COVID continues to create significant problems for us. I have a national practice, which previously required me to fly all over the country. My last trip was mediation in Pheonix, Arizona in February 2020. Since that time, everything I have done has been over zoom video conferencing. In fact, earlier this year, in January 2021, I won an arbitration before FINRA that was conducted entirely over zoom. It was originally scheduled to be held in Los Angeles, California. I don’t see zoom as a long-term solution to arbitrations and trials. Even though we won over $685,000 for that client, I still would have preferred a live hearing in LA.

Hiring will also continue to be a major challenge in 2022. My practice is busier than it has ever been, but the COVID pandemic has made it difficult to attract top talent.

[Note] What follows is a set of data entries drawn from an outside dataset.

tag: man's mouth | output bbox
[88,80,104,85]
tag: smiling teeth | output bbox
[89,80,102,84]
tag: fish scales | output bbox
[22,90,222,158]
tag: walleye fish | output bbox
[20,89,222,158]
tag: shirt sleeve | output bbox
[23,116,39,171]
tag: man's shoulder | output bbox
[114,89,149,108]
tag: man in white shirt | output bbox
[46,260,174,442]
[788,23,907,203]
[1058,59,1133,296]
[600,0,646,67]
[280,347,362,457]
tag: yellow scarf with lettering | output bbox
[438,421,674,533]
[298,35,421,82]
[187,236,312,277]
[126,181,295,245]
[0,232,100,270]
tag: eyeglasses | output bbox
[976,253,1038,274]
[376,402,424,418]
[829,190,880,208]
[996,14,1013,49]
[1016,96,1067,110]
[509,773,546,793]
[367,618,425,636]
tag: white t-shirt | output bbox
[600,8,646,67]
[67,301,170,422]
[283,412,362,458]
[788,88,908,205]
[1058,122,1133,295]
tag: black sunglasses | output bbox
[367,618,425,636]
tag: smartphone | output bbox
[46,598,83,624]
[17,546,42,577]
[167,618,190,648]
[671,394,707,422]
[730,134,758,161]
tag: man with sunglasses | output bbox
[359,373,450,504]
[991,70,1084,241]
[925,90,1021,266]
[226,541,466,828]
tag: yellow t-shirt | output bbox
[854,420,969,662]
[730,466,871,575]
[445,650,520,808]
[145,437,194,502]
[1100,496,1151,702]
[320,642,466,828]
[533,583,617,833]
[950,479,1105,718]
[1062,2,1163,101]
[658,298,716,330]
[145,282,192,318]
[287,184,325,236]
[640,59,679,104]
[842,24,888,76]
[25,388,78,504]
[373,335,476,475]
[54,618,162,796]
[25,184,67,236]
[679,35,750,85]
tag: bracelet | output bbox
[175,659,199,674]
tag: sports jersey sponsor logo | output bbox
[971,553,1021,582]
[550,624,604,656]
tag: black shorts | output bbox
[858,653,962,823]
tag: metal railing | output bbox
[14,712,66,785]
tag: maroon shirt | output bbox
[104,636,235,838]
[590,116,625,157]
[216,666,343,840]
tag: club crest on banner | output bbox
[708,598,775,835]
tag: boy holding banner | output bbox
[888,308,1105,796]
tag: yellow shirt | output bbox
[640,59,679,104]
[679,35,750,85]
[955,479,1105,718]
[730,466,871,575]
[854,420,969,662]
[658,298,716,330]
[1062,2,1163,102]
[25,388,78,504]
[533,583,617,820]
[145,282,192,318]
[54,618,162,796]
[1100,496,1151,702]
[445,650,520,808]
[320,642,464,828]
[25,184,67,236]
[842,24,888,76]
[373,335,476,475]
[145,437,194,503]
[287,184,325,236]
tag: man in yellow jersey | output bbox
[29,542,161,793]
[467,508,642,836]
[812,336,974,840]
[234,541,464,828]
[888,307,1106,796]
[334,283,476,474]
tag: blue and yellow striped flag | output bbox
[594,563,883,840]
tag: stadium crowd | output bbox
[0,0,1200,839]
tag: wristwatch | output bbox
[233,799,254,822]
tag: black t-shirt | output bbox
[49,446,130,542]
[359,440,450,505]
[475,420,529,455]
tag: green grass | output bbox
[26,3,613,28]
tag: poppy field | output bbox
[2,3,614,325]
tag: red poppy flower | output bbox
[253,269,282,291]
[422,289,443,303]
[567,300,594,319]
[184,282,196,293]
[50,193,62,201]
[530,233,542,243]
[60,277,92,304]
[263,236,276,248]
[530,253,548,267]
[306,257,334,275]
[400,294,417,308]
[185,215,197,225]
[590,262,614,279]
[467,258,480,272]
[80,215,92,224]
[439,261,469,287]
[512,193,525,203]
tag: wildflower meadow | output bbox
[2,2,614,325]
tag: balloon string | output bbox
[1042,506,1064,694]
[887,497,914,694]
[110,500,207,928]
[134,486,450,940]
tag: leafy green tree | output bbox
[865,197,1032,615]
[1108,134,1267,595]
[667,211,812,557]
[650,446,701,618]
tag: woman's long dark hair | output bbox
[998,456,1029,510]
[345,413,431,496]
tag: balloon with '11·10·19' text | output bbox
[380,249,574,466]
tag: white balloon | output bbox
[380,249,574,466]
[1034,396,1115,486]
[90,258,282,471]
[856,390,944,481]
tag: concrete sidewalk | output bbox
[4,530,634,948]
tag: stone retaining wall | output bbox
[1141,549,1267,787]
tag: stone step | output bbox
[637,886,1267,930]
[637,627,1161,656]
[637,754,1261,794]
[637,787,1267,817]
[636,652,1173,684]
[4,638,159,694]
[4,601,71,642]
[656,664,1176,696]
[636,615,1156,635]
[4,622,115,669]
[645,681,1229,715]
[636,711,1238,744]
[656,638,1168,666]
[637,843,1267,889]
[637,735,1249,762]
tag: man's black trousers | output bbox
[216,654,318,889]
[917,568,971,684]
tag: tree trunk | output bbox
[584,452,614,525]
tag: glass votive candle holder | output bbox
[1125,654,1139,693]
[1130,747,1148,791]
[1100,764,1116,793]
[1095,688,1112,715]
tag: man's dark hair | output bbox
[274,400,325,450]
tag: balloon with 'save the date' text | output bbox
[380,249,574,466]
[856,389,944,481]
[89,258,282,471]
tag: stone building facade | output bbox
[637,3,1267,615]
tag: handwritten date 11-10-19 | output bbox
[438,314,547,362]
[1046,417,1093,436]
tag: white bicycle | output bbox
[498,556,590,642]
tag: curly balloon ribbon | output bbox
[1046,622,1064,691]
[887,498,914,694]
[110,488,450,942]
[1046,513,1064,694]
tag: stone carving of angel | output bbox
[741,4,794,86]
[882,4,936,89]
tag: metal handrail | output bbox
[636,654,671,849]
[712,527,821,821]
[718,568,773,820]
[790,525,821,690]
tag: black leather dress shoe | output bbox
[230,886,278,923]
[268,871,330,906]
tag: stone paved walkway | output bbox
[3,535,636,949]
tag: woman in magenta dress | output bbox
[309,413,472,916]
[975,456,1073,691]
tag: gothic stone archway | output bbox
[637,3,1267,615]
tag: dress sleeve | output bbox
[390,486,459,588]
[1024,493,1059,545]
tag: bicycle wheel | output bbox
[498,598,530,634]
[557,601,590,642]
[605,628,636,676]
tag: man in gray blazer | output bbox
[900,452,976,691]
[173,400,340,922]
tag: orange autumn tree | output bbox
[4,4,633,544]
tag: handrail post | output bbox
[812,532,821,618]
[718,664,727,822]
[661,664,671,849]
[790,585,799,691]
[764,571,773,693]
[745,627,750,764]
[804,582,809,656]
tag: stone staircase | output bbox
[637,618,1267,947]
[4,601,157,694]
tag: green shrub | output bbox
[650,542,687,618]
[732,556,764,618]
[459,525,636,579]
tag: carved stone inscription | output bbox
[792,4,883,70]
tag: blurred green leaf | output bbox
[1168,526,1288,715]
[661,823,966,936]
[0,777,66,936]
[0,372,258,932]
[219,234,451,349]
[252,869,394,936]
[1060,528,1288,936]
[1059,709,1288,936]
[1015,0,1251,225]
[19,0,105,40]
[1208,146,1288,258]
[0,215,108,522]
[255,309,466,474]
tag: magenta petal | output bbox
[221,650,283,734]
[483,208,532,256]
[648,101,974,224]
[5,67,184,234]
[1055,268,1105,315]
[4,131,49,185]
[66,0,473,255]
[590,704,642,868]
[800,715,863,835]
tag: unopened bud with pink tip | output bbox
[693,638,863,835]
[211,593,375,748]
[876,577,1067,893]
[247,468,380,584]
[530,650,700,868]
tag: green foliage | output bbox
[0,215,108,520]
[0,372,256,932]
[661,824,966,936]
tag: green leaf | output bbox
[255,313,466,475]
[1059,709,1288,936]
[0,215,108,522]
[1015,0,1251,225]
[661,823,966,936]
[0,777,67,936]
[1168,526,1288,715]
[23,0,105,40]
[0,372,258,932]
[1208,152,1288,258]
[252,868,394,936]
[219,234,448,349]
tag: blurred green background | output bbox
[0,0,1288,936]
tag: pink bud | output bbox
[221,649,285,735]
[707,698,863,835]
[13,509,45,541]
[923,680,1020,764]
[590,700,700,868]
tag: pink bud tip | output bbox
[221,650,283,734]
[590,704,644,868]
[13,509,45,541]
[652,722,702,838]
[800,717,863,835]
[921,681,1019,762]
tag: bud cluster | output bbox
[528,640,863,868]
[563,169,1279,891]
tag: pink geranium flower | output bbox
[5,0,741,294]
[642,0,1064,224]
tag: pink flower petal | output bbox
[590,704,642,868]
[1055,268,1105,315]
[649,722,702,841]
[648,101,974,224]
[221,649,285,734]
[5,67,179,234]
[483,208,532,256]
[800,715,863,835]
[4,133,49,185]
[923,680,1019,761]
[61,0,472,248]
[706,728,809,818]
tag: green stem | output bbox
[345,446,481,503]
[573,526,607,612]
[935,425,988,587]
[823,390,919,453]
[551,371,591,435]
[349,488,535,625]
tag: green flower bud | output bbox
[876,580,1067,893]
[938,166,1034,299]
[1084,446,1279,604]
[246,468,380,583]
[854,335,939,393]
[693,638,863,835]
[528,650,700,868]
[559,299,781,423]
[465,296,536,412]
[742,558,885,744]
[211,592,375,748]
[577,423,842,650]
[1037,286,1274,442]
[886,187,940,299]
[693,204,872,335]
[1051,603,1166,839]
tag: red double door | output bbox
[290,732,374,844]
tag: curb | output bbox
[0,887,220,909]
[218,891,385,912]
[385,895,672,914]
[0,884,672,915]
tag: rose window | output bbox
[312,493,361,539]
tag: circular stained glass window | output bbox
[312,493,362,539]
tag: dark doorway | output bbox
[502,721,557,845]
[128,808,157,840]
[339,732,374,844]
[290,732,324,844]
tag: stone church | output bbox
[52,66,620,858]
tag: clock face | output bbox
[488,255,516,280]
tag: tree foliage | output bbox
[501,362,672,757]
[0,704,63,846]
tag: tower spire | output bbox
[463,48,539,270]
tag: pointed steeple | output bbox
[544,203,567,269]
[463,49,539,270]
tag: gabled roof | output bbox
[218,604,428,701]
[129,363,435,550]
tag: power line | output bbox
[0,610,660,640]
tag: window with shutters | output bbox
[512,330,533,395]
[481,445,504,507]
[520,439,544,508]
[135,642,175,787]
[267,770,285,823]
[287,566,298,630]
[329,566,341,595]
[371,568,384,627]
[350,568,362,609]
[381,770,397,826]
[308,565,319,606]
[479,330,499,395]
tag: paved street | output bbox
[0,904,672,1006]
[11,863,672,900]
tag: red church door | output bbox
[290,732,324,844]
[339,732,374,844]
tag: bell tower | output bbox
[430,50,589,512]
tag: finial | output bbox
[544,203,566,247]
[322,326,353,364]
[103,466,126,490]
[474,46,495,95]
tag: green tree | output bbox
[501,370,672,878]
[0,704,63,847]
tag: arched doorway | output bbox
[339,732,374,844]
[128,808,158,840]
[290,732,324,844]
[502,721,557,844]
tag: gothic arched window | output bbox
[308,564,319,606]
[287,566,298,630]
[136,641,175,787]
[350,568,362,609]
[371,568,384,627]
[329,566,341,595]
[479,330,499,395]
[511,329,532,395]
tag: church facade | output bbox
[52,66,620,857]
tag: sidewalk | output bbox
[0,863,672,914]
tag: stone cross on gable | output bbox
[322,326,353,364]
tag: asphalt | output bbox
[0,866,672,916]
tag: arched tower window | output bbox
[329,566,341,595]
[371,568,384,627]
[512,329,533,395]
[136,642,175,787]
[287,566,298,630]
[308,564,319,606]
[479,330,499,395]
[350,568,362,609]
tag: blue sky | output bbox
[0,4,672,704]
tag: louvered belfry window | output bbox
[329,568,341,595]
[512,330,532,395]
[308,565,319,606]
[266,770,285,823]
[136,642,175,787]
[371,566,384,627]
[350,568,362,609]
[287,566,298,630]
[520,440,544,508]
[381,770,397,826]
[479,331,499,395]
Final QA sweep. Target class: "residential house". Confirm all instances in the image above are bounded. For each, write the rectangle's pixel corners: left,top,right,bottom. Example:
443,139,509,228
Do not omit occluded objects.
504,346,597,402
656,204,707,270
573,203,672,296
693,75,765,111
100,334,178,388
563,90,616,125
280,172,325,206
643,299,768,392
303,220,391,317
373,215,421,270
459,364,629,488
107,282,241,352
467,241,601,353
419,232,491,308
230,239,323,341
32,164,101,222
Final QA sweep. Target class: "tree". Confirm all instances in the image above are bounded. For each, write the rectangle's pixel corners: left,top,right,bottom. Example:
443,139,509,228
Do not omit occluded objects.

My focus for 2022 is going to be to recruit more attorneys. We need to go out and recruit talented new attorneys.

You recently separated with Jonathan Kurta after ten years in practice, why?

It’s complicated but extremely amicable. Jon and I remain amazing friends and continue to speak almost daily. We continue to have a common passion for investor advocacy, good food, and bad jokes. When we do get together, we don’t really talk about work and focus more on things like debating who has the best bagels on Long Island. Could a reconciliation be in the works? Maybe, but not now. Jon and I are both incredibly busy with our new law firms and wish each other nothing but the best.